ベステラのデジタル・ディスラプションの第2弾は、「3次元計測(3Dスキャン)」である。3次元計測とは、すでにある建物や施設の内部あるいは外部などを計測してデジタル・データ化し、パソコン上などに3次元空間で画像化した図面情報として再現する技術である。

ベステラはこの3次元計測サービスを2015年から開始しており、原子力発電所や火力発電所などの大規模施設をはじめとした各種の3次元計測サービスを受注している。

3次元計測は、次のように行われる。まずはデジタル・レーザ・スキャナを使い、対象となる建物の内部などを3D点群データ化する。そしてこれを、デジタル撮影した画像データと組み合わせてコンピュータ上でモデリングを行い、3次元空間画像化する。

この3次元空間画像は、単なる写真とは違う。建物や施設の図面として必要な情報も備えており、寸法などの正確な確認、さらには入れ替え設備の移動についての動画シミュレーション、あるいは解体の手順の動画シミュレーションなどを行うことができる。もちろんデジタル・データなので、2次元の図面に変換し、プリントアウトすることも可能だ。

なぜ3次元計測が、建物や施設の解体や更新の工事に必要なのか。

第1に、解体や更新の工事では、「図面がない」ことが少なくない。50年前に建設された建物や設備だと、図面が残っていないことは珍しくない。

第2に、解体や更新の工事では、仮に図面が残っていたとしても、それは2次元の図面である。
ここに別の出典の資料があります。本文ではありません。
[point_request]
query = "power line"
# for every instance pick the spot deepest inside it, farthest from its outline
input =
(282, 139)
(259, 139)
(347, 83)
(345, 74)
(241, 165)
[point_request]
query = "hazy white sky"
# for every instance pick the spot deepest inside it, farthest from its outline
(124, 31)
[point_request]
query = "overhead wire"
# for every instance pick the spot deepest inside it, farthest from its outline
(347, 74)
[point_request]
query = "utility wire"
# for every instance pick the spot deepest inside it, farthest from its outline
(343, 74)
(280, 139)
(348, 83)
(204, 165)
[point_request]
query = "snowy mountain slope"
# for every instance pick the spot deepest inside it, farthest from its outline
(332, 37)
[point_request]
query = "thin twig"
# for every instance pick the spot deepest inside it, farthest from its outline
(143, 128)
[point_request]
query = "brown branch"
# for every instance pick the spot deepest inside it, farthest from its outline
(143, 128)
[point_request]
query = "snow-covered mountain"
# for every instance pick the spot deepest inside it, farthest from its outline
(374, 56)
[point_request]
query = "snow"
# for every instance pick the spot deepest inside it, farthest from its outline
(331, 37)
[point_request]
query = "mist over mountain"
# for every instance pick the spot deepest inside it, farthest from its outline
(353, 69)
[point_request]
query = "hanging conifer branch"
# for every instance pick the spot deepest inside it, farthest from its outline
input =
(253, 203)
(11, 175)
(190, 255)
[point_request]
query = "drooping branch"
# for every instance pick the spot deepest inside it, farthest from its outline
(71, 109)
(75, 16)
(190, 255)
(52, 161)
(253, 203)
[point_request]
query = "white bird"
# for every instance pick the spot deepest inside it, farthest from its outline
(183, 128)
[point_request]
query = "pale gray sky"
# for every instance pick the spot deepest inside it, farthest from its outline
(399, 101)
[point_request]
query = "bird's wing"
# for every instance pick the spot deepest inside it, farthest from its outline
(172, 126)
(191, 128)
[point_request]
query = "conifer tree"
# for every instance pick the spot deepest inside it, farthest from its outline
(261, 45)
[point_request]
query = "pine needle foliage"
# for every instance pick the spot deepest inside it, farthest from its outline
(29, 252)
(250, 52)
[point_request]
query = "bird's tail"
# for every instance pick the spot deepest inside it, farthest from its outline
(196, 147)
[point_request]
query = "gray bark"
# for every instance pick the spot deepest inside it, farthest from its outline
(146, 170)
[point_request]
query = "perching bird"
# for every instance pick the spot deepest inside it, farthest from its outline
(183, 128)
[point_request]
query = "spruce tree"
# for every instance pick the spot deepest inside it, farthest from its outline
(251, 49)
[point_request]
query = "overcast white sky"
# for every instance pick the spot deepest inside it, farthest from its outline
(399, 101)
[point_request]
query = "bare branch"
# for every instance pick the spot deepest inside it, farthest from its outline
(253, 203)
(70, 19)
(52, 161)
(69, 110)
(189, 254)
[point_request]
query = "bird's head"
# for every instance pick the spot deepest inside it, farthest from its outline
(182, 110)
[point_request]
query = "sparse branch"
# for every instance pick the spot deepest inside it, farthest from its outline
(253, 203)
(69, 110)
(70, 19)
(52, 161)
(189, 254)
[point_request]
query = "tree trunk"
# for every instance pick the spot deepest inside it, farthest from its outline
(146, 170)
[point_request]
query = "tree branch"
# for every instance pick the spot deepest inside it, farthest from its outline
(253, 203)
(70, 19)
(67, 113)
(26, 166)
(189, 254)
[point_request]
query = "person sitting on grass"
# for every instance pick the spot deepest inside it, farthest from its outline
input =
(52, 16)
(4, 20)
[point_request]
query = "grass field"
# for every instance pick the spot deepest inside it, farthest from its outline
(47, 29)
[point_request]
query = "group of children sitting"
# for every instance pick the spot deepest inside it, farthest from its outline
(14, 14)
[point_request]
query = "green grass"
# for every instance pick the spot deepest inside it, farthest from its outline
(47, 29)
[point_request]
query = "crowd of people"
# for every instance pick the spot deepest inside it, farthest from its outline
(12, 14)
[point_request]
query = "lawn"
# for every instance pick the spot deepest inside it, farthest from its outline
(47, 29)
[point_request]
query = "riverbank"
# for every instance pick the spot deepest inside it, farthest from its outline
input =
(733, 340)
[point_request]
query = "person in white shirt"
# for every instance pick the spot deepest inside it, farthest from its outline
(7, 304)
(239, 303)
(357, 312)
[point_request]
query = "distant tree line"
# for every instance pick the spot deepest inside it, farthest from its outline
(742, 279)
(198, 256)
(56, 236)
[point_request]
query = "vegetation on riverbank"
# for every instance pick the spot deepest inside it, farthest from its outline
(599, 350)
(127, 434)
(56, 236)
50年前に3次元CADはない。一方で、今後の解体や更新の工事の需要増をにらむと、この2次元の図面を読み解くことができる専門人材の不足が予想される。

第3に、解体や更新の工事では、「図面と現物は異なる」ことが少なくない。50年もたてば、その間に、増改築が繰り返され、建設当初の図面と現状の設備は一致しない。あるいは経年変化のなかで、パイプなどに歪みが生じることもある。特に各種のプラントなどでは、このパイプ内を慎重な扱いを求められる化学物質が流れていたりする。

したがって、解体や更新の工事にあたっては、建設時の図面に頼り切っていては危険であり、現物を見ながらの勘と経験での作業が進められてきた。ここでも、今後をにらむと人材不足が予想される。